The film is graced with phenomenal acting from its entire
cast. Most impressive, if simply because she appears in nearly every scene of the film, is
Janet McTeer. Her performance as the proud, stubborn Penleric is filled with subtle
characterization. Her aloof determination is gradually replaced with an almost rapturous
joy as she falls in love with, first the music and then the people who make it. Why isn't
this woman more widely known? She's ten times the actress of any of the pretty little
things who pull down five million per film in those blockbusters filling the mall
googolplexes. Oh, who knows? Just don't miss this performance.

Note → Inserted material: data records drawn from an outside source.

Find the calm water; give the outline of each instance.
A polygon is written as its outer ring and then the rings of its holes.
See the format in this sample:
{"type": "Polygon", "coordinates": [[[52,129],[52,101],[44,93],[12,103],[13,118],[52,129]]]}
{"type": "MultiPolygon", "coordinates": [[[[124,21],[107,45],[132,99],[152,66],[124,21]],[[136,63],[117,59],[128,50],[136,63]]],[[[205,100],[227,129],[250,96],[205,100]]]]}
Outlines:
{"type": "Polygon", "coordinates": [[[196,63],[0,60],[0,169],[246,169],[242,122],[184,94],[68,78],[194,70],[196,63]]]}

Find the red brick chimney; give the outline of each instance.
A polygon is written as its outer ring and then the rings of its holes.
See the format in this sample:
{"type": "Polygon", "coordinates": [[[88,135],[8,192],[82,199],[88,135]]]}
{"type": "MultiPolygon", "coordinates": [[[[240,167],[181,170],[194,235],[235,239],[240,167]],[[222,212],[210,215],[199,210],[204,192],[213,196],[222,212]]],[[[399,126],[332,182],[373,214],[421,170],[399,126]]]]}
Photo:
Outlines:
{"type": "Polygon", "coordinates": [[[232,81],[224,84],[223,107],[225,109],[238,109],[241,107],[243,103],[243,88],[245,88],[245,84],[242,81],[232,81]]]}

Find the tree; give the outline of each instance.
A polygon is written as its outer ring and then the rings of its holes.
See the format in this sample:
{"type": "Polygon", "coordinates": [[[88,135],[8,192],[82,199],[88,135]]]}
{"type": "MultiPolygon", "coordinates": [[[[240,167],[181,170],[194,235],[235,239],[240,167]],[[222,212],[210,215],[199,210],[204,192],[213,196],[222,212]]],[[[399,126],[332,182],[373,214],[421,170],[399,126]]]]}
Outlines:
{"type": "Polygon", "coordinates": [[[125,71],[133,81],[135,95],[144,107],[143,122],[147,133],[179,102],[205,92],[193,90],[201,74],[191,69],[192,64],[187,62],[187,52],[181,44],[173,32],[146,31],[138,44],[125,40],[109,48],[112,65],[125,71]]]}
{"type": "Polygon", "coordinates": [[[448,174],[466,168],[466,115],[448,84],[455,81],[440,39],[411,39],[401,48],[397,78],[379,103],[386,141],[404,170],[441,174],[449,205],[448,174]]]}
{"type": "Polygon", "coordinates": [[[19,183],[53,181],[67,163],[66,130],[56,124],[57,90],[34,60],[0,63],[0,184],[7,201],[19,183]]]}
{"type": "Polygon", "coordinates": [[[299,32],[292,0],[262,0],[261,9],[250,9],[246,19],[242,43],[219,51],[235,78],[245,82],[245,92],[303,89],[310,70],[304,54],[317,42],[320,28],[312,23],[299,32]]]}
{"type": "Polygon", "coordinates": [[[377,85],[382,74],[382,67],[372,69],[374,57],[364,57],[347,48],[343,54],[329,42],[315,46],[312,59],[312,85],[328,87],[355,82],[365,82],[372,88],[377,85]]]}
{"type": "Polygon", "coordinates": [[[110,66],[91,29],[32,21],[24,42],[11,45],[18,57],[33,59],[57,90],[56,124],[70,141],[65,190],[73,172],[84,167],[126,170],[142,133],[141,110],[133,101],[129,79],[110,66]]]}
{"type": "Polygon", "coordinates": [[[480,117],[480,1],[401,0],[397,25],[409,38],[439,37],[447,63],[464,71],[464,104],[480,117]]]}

Pat Carroll's performance as Viney Butler -- first a
source, later a friend -- almost steals the picture from McTeer, however. As the
unofficial "mayor" of the mountains -- part witch, part midwife, part mother
figure - she shows an inexorable ball of energy, ceaselessly cheerful despite a life of
grinding poverty.
Aidan Quinn's Tom Bledsoe is also totally believable. Twice
widowed, a man who'd been down to "the other world" and returned, he's deeply
suspicious of Penleric. He's been patronized and exploited his whole life and is unwilling
to trust any flatlander, no matter how well-meaning she seems.
Any reader of romance novels -- or even of Jane Austen --
will immediately recognize that these two combatants will end the film as lovers, but the
two actors make their characters so real that we never question their romance when it
develops.
As the plot unfolds, it flows directly out of the people we
have come to know through the subtle, intensely believable characterizations. Yes, things
get a bit melodramatic, but the film avoids stereotyping. People behave according to their
(totally plausible) natures.
And, at the end of the film, when an academic rushes to
join Dr. Penleric in her important academic work, she is able to respond, her voice filled
with wonder at the realization, "I discovered I was more interested in the people
than the songs they sang." It takes a strong woman to realize that -- and a powerful
film to make us see it as a victory.